JACKSON, Miss. (AP) - Two members of the Mississippi Band of Choctaw Indians have each been sentenced to 45 years in prison for their part in the beating death of another tribal member.
Federal court records show Jerome Steve was sentenced Thursday and Keenan Martin was sentenced Friday by U.S. District Judge Daniel P. Jordan III.
Martin and Steve pleaded guilty in July to second-degree murder in the November 2017 death of Demetrius Sam, whose burned body was found on the tribal reservation in central Mississippi’s Neshoba County.
Keyshawn Willis awaits sentencing on a guilty plea to voluntary manslaughter.
A fourth defendant in the case, Monte Isaac, died before he could be sentenced, according to a federal court news release Friday.

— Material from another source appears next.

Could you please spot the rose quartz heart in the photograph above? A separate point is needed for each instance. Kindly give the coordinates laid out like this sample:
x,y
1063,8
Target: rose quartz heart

An April 18 sworn statement by FBI agent Charles Morrow Jr. said Martin, Steve and Willis confessed on video to beating Sam with their hands and feet, and then with a steel pipe, shovel and posthole digger. It said Sam was then doused with lighter fluid and set on fire.
Morrow said Isaac, in a wheelchair, encouraged the assault, shouting “Kill him, kill him!” Martin also said Isaac tried to find an ax to dismember the body and tried to remove a GPS ankle bracelet from Sam’s ankle. A tribal court services officer who responded to the anklet’s alarm found Sam’s body burning, according to court documents.
“When Martin was asked who killed Mr. Sam, he replied that all four of them had killed him,” Morrow stated.
The FBI agent didn’t outline any motive in the death.
Morrow said police found blood on the hands of Willis and Steve. He said forensic testing found Sam’s DNA on the skin or clothing of Martin, Steve and Willis and on Isaac’s wheelchair.